Surfaces set aside for urbanisation and infrastructure have increased in Switzerland by nearly a quarter over 24-year period according to the Federal Statistical Office, slowly taking over land previously used for agriculture in most cases.This content was published on November 22, 2013 - 19:05
The office looked at the data covering the period between 1985 and 2009, which show that urban development and infrastructure now account for 7.5% of all land use. The increase is equivalent to slightly more than the surface of Lake Geneva, or 584 square kilometres.
One third of the new urban zones was taken from arable land, another third from uncultivated pastures, 13% from orchards, vineyards or horticultural surfaces and 8.7% from pastures.
Around half the areas in residential and infrastructure zones are given over to buildings and the land they are built upon. Another 17% are related to transport, while 14% are used for construction sites, rubbish tips or quarries for example. The rest is split between industrial and leisure zones.
Between 1985 and 2009, 1.1 square metres of arable land vanished every second in Switzerland.

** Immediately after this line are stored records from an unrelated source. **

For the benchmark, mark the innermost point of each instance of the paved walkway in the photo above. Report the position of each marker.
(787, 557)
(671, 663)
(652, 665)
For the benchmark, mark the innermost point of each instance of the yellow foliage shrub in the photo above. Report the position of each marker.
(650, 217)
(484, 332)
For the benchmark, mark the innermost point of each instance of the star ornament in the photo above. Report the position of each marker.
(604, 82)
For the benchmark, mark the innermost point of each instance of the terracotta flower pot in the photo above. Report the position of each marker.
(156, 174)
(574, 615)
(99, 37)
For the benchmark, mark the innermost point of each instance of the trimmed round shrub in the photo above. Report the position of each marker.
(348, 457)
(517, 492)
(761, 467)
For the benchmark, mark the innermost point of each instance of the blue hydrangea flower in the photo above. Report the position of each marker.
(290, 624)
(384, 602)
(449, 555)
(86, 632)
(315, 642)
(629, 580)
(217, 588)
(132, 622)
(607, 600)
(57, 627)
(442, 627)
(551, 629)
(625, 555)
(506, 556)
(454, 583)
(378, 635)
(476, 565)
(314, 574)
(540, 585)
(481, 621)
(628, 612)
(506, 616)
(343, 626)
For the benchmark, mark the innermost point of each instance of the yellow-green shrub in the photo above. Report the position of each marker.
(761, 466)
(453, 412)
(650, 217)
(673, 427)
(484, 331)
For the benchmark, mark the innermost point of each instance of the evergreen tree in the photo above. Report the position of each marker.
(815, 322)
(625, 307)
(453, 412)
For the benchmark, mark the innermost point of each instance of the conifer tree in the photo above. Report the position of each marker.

Construction increased at a faster rate than the population, which rose 20% over the same period, and the job market. There are 407 square metres to live on and for infrastructure for each of the country’s inhabitants, a result higher than the 400 considered to be sustainable by the government.
Not all agricultural land was turned over to urban sprawl. The biggest share of rezoned areas, more than a third, was given over to parks and leisure zones such as golf courses.
Forest surface also increased during the same period, especially at altitudes between 1,800 and 2,000 metres, either because alpine pastures were no longer being used or because of rising temperatures. Glaciers lost around 390 square kilometres, a quarter of their surface.
Switzerland’s territory covers nearly 42,000 square kilometres, of which one quarter roughly is considered unproductive including mountains, glaciers, lakes and so forth, while nearly another third is covered by forests. More than a third of the country’s surface is farming land.